EU Launches First Satellites For Its Own GPS System

"There is an issue of sovereignty."

BRUSSELS (The Blaze/AP) -- A Russian rocket launched the first two satellites of the European Union's Galileo navigation system Friday after years of delay in an ambitious bid to rival the ubiquitous American GPS network.

The launch of the Soyuz from French Guiana, on the northern coast of South America, for the first time outside of the former Soviet Union's borders, was pushed back by a day.

Russia's Deputy Prime Minister Sergei Ivanov said it is the first time that two teams work together on the launch of the Soyuz. This is also the first time Soyuz has gone up since a malefaction sent it crashing toward into Siberia when it failed to reach orbit in August.

Watch the launch here:

Officials hope the Galileo system will end Europe's dependence on American GPS and potentially even be its competition.

The rocket is expected to place into orbit the Galileo IOV-1 PFM and FM2 satellites during a nearly four-hour mission. The two satellites will be released in opposite directions. Two satellites will go up every quarter as of the end of 2012 until all 30 satellites are up, with Galileo expected to offer some services in 2014 and become completely operational by 2020.

GPS has become the global consumer standard in satellite navigation over the past decade, reducing the need for awkward oversized maps and arguments with back seat drivers about whether to turn left or right.

Laurent Wauquiez, France's higher education minister and former deputy minister for European affairs, said Europe should not depend on a U.S. military-based GPS system that could be shut down at any time for security reasons.

"It means overnight we could lose our autonomy," he said. "There is an issue of sovereignty. We must not neglect this aspect even in a period of globalization."

The EU wants Galileo to dominate the future with a system that is more precise and more reliable than GPS, while controlled by civil authorities. It foresees applications ranging from precision seeding on farmland to pinpoint positioning for search-and-rescue missions. On top of that, the EU hopes it will reap a financial windfall.

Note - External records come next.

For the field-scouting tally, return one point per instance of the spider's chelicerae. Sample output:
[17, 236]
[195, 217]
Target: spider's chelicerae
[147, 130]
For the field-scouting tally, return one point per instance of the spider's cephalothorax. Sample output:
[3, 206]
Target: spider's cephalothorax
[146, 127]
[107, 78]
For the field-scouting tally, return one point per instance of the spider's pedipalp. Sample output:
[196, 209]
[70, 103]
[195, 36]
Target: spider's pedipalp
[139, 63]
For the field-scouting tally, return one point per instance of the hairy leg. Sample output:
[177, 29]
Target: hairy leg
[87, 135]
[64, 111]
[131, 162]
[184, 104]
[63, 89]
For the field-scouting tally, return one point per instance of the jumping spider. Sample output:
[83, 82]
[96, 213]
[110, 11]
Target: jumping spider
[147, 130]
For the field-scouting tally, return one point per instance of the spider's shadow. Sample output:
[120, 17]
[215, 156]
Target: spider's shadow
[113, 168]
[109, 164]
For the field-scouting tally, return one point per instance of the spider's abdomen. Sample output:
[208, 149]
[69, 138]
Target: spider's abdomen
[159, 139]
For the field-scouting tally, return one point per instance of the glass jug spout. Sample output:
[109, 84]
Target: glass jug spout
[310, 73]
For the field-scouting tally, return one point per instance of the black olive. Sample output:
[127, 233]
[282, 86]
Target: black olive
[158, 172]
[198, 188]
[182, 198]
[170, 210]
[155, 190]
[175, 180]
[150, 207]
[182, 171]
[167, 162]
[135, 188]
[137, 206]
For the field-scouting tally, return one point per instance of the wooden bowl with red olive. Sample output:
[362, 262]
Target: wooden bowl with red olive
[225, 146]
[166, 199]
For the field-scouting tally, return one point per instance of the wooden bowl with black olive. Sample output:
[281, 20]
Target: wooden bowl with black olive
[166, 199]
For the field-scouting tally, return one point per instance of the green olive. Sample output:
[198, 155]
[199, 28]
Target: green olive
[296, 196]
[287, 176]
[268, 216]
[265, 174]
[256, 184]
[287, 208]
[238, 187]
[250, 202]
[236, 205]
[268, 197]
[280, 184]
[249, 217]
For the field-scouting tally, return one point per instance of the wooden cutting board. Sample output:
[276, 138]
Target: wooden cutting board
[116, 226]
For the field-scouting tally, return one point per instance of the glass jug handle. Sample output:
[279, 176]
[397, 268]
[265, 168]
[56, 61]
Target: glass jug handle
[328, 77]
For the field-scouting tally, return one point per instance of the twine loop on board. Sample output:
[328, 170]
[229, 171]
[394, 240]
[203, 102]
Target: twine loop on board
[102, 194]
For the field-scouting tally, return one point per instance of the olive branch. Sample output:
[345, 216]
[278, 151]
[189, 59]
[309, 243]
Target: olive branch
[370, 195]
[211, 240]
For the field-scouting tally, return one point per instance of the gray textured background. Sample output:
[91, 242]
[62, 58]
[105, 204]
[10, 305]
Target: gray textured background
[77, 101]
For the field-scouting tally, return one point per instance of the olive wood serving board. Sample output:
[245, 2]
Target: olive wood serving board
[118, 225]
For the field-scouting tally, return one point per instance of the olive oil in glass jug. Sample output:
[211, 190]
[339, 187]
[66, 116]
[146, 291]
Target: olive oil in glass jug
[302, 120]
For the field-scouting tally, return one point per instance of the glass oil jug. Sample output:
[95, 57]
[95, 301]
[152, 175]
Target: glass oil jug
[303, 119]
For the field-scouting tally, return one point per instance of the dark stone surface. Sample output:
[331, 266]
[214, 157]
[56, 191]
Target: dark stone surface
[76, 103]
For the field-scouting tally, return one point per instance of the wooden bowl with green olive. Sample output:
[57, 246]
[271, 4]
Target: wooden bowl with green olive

"If Europe wants to be competitive and independent in the future, the EU needs to have its own satellite navigation system to also create new economic opportunities", said Herbert Reul, head of the EU parliament's industry, research and energy committee.

The EU hopes its economic impact will stand at about euro90 billion ($125 billion) in industrial revenues and public benefits over the next two decades.

The European Commission said development and deployment since 2003 is estimated at well over euro5 billion ($6.8 billion). Maintaining and completing the system is expected to cost euro1 billion ($1.35 billion) a year.

Critics have said the cost overruns were much higher.

"Far from celebrating," officials "who have supported Galileo should be making a public apology to taxpayers for this shocking waste of time, effort and resources," EU legislator Marta Andreasen of the anti-Euro UKIP party said.